Neighbors and civic-minded business people giving time to improve all aspects of Musser Park.

 

We are Inclusive...
Determined to create a public green space accessible to people of all ages, incomes and cultures.

 

We are Caretakers...
Mindful of past design and intentions.  Working to restore Musser Park to its former, garden-like grandeur.

 

We are Protectors...
Organizing the neighborhood to supplement the City's maintenance efforts and ensure Musser Park's safety and beauty.

WHO WE ARE

WHAT WE DO

The Musser Park Civic Association acts as stewards of the park, raising funds that go directly towards a variety of park initiatives, including:

  • Park upgrades - new benches, ​planters, and other features to keep the park a safe and welcome place for visitors.

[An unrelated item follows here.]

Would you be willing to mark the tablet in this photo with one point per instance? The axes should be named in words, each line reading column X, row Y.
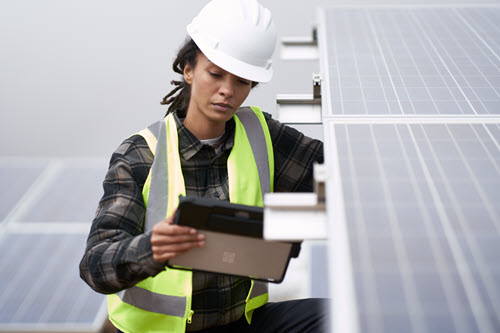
column 233, row 241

  • Maintenance projects - funding upgrades to extend the life of the park, such as wall improvement projects.

  • Events - We plan and run the annual old Fashioned 4th of July festival, facilitate STEM camps for kids in the park, and more!


 

History of Musser Park and the civic association

The Beginnings of Musser Park

In the early 20th century, the city of Lancaster was one of the most densely compacted cities in the county, with very little open green space. Harry Musser, a wealthy owner of a factory that produced umbrella handles at a time when Lancaster was one of the world’s biggest manufacturers of umbrellas, had been enchanted by the grand public parks he’d seen in his travels across Europe. At his behest, after his death, funds from his estate were allocated for the creation of a public park on the former estate of an iron industrialist. The former Grubb mansion still stands today, now the Lancaster Museum of Art. Creation of the park began at the end of World War II, and the park was dedicated on the Fourth of July 1952, beginning a long-standing tradition of community celebrations in the park on that day.

 

 

 

 

 

 

 

 

 

 

Founding of the Musser Park Civic Association

 

The early 80s saw a group of neighbors come together with the intent of improving the conditions in Musser Park.  A civic-minded bunch of young families, many with young children who were playmates, recognized a need for the citizens of the neighborhood to act as stewards to Harry Musser’s original dream for a safe green space for the neighborhood to enjoy.  Original missions including updating playground equipment, groundskeeping and tree trimming, the planting of flowers, and encouraging dog owners to pick up after their pets.  Then as now they recognized there were limits to what the city itself could accomplish, and that a park, like any living thing, requires love and nurturing to allow it to grow and flourish.  This early neighborhood association also encouraged the sprouting up of others within the city as well, and today the Musser Park neighborhood remains a close knit group of people who take great pride in keeping “The Green Heart of Lancaster”, as it came to be known, the crowning jewel of the Lancaster City parks .

Major renovations spearheaded by the MPCA in the late 80s and early 2000s built upon the landscape architects' original plans for the park, bringing such things as better lighting, more benches, the scenic overlook behind the museum portico, chess tables, trash receptacles, a safer playground, and of course, the green life that is the essence of this space- more flowers and new tree saplings.  Today we owe a debt of gratitude to the Department of Parks and Recreation for the wonderful job they do caring for this special place as if it were their own, maintaining that which has been here since the beginning, as well as making little improvements all the time.